2. Bing is for Doing
According to Adage, she is the person responsible for the “Bins is for doing” marketing campaign. What is that “Bing is for doing” thing? What does that mean? Again, it’s the same kind of stupid marketing that should be avoided, because people simply don’t understand what it means. When marketing is not related to the product it sells, then there is a situation. The product is a search engine, period. Market that.
3. All the crap stuff
Since 2009, the Bing marketing team seems obsessed with Bing’s image, and regularly makes moves to obviously try and improve that image. The problem is that most of these moves often appear to be desperate moves to change the product’s image, not to market the product. And when you give the impression that you are trying to change a product’s image, then you draw attention on the fact that the product’s image sucks in the first place.

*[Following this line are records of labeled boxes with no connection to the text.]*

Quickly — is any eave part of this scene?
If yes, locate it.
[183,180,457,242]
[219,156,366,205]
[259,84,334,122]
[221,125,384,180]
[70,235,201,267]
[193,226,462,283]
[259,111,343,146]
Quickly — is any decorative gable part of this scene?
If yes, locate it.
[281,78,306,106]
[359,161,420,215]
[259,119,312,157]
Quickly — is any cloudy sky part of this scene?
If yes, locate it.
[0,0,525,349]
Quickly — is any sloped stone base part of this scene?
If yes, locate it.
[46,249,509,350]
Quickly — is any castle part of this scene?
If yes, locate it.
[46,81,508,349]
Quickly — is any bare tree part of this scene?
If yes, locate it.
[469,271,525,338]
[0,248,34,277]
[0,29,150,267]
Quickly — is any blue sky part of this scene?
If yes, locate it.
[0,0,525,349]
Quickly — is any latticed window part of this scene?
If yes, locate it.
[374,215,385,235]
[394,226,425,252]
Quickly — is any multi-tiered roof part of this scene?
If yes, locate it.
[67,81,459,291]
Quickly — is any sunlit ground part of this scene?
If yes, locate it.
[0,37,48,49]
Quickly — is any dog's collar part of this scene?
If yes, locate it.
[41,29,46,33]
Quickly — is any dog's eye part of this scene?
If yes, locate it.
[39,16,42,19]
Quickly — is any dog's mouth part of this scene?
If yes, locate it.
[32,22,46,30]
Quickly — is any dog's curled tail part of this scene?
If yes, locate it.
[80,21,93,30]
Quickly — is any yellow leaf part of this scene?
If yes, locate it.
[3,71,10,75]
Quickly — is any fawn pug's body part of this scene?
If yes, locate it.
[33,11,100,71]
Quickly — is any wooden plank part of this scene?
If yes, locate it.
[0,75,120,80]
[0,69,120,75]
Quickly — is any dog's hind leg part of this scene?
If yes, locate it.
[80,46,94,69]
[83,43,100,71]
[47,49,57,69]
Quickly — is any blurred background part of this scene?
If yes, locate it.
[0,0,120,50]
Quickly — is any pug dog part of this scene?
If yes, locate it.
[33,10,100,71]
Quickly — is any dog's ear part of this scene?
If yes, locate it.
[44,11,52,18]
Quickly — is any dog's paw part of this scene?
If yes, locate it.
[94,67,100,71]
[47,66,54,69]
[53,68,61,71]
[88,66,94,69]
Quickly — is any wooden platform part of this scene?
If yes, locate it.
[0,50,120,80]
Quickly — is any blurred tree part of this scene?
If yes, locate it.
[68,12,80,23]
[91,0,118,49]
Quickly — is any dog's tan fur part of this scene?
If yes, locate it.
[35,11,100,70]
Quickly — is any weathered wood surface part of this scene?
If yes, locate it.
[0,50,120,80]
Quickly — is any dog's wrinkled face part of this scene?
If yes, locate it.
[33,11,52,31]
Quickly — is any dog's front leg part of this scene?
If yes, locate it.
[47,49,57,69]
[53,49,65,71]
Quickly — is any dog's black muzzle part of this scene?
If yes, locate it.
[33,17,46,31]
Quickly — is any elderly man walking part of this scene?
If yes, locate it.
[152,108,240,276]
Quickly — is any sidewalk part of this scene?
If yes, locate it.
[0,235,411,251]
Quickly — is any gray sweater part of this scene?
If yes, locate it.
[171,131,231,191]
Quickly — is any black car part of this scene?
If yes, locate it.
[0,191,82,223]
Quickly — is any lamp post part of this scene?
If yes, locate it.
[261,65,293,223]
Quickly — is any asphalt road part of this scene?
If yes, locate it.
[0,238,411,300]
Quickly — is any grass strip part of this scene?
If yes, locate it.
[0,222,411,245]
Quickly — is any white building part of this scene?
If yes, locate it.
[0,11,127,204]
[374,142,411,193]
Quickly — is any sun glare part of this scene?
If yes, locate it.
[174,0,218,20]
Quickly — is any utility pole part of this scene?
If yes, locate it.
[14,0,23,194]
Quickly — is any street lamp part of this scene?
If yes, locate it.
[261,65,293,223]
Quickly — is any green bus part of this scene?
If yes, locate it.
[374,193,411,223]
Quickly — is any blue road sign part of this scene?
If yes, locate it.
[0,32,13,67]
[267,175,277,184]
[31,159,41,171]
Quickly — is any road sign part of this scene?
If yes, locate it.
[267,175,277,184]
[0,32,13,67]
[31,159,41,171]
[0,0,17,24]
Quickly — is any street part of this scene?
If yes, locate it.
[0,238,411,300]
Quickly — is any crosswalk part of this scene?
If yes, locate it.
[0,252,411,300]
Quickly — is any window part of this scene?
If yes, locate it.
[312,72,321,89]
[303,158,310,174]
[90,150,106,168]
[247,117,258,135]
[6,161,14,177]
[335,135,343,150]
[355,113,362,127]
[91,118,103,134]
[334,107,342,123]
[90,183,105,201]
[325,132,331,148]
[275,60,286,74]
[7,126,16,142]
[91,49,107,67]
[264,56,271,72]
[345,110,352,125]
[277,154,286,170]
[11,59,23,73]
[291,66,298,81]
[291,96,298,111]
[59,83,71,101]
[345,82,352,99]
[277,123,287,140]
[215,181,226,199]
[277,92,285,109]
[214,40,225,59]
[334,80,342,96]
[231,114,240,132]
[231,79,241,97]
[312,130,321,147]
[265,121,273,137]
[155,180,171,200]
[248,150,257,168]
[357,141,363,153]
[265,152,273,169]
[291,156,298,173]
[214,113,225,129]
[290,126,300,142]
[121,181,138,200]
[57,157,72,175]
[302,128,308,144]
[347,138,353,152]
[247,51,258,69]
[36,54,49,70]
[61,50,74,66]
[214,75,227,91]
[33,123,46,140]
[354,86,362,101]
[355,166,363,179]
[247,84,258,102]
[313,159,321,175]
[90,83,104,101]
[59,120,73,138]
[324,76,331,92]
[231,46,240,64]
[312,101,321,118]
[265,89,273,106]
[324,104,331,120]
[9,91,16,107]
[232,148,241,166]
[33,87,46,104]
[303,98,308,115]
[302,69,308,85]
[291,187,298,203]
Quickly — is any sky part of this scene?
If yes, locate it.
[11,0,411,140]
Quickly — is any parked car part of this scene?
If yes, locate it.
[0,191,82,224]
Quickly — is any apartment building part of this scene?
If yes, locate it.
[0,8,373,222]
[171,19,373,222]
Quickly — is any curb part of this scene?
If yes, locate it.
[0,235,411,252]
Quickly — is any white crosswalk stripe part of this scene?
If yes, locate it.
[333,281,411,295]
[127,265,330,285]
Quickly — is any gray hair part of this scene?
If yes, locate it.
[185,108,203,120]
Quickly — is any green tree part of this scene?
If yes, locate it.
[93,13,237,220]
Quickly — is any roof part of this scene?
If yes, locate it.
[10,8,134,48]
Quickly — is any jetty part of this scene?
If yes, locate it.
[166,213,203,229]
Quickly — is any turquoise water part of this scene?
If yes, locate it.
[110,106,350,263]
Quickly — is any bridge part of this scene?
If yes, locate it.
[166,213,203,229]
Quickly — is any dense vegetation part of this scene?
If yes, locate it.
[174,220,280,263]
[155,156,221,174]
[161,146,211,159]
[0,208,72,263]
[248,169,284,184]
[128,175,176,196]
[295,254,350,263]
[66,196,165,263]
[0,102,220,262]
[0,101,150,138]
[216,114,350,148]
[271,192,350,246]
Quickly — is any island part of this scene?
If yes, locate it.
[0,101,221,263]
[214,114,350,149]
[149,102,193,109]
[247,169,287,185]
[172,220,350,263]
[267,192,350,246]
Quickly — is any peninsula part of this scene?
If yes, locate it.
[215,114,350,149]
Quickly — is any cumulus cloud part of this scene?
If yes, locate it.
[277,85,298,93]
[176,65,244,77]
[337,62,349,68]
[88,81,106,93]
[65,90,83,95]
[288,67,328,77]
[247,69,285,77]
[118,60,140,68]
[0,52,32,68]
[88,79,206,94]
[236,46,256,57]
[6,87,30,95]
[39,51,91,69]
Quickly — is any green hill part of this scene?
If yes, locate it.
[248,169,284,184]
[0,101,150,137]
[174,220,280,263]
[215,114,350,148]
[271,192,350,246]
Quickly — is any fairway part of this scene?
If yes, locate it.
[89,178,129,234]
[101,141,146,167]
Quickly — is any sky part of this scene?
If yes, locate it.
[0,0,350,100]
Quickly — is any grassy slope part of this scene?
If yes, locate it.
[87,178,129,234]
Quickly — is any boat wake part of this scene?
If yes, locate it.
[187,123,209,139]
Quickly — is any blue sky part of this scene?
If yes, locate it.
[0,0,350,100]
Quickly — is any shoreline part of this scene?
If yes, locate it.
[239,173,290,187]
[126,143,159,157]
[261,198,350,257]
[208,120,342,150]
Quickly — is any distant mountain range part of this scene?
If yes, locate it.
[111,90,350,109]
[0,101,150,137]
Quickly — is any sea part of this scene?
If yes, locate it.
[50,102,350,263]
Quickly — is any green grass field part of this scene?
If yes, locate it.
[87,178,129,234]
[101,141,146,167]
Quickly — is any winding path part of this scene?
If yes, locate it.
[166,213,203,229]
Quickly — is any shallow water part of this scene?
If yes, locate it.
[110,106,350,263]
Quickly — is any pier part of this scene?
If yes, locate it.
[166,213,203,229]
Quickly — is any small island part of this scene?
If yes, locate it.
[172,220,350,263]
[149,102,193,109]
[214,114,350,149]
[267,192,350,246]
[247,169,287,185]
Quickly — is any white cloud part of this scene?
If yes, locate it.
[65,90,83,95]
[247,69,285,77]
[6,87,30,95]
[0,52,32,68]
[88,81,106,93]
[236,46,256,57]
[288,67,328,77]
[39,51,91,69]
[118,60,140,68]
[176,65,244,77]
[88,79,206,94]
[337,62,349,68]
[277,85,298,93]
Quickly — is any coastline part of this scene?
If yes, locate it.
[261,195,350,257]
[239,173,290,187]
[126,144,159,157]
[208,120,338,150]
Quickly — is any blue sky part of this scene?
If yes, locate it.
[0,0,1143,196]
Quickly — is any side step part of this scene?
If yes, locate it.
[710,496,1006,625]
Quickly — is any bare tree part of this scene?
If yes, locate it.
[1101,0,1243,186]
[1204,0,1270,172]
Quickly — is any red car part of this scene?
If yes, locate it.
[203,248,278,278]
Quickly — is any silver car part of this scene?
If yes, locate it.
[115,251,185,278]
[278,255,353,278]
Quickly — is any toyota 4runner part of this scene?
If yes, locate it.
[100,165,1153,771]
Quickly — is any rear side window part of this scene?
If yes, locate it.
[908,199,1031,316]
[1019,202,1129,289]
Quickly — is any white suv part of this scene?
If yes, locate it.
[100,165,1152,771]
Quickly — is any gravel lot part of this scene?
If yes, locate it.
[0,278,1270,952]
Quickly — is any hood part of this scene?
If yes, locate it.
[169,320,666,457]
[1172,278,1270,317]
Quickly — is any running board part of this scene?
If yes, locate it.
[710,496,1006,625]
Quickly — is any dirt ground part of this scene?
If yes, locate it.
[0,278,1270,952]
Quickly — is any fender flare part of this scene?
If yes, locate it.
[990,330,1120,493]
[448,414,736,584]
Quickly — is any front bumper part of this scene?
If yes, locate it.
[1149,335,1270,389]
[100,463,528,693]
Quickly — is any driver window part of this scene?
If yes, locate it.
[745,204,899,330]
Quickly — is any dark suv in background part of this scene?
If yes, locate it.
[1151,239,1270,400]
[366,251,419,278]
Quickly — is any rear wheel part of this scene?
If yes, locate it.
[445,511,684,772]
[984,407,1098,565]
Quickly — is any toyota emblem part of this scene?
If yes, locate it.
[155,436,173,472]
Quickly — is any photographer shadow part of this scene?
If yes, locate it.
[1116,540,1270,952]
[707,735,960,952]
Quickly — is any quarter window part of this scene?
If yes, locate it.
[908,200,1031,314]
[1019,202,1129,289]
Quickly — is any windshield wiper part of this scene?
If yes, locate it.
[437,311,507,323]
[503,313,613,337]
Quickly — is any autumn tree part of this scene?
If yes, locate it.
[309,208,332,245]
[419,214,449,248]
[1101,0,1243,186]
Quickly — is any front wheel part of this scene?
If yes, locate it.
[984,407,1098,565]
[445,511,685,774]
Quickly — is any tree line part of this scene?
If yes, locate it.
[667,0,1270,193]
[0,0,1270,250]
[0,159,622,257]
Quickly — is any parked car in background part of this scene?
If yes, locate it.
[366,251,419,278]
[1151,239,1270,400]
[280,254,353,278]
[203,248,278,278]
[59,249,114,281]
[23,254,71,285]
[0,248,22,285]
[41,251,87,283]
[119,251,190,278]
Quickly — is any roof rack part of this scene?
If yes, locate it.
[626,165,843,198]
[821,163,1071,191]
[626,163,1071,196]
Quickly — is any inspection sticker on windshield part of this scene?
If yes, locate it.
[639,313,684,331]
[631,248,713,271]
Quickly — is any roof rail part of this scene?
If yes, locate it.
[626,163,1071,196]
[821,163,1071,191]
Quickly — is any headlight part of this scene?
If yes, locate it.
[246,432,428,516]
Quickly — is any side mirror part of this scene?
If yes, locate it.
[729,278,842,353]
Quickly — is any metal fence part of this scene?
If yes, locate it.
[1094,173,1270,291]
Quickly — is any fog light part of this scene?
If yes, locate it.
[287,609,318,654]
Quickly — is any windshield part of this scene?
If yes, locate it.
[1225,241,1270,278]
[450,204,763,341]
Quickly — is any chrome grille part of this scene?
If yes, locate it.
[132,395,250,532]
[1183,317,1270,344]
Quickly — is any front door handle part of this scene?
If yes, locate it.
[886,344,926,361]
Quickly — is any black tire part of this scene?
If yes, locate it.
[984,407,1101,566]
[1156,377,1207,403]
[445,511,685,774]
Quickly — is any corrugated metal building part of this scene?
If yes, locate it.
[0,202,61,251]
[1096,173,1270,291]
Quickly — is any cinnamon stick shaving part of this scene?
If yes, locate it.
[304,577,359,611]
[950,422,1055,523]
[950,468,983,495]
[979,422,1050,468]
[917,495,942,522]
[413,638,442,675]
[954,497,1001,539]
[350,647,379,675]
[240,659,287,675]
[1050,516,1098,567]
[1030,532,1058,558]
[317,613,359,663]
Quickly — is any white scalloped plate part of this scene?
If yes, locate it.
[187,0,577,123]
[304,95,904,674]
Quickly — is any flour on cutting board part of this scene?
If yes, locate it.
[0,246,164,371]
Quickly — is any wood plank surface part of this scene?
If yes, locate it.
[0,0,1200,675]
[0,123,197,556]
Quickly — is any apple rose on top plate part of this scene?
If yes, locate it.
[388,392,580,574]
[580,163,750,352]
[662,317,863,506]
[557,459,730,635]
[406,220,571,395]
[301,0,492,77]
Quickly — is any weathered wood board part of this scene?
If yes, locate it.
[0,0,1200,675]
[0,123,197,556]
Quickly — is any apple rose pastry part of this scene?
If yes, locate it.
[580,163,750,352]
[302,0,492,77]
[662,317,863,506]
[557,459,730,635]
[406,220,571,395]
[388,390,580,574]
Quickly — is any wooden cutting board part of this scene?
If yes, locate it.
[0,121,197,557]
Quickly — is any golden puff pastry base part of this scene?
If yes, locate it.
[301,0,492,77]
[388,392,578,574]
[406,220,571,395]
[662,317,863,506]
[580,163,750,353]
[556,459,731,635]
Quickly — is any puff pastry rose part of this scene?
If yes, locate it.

What happens when the marketing team wants to associate Bing with things like Jay-Z, the Super Bowl, the movie Real Steel, … ? Well, they try tot associate things that simply don’t match. Bing is a nice pieof of high tech, that works pretty well, that is designed by engineers, that is thoroughly tested, that brings complex technology to users in simple ways. It has nothing to do with sport or rap, sorry about that.
Actually, I would say that rap and Bing are almost opposite. I am not talking about Jay-Z about whom I know nothing, but rap in general. Rap is about music, but also about drugs, crime, parties, girls, nice cars, etc… Why would Bing want to market itself on this basis?
Bing is about engineers: people who studied at University, are highly qualified, and do extremely complex stuff that no one understands. Bing is a serious thing, with complex algorithms, mathematics, etc.
So how do Bing and rap fit together? The answer is simple: they don’t.
4. What works then?
I ask this question because I believe that Bing’s image has improved since a year and half. And I see two main reasons for that:
- Google’s problems
- Bing’s results
Google has had so many issues lately that is becomes difficult to keep track of them. The web farms, privacy, Google Plus, etc…
And, the results provided by Bing have improved dramatically.
In February 2011, during the Honey pot controversy, the Bing team posted a response to Google, called “
Setting the record straight“. In that article, they mainly answer to Google’s attacks. And, they have this intriguing sentence:
At the same time, we have been making steady, quiet progress on core search relevance. In October 2010 we released a series of big, noticeable improvements to Bing’s relevance. So big and noticeable that we are told Google took notice and began to worry.
What were these improvements about then? Well, that’s what I would like to know. And that’s what the Bing marketing team should be marketing! Bing’s main problem in the beginning was the poor quality of its results. Why not make publicity about the improvements then ???
And it’s when the results were actually better than Google’s that Bing got its most positive publicity. When the web farm issue reached its peak, some interesting articles were published (including
this famous article on Coding Horror or
this one on TechCrunch) about how Google’s results were becoming less and less relevant. Of course Google took action with the Panda update. But the point is that this is where Bing should market it self. As a search engine that produces quality results.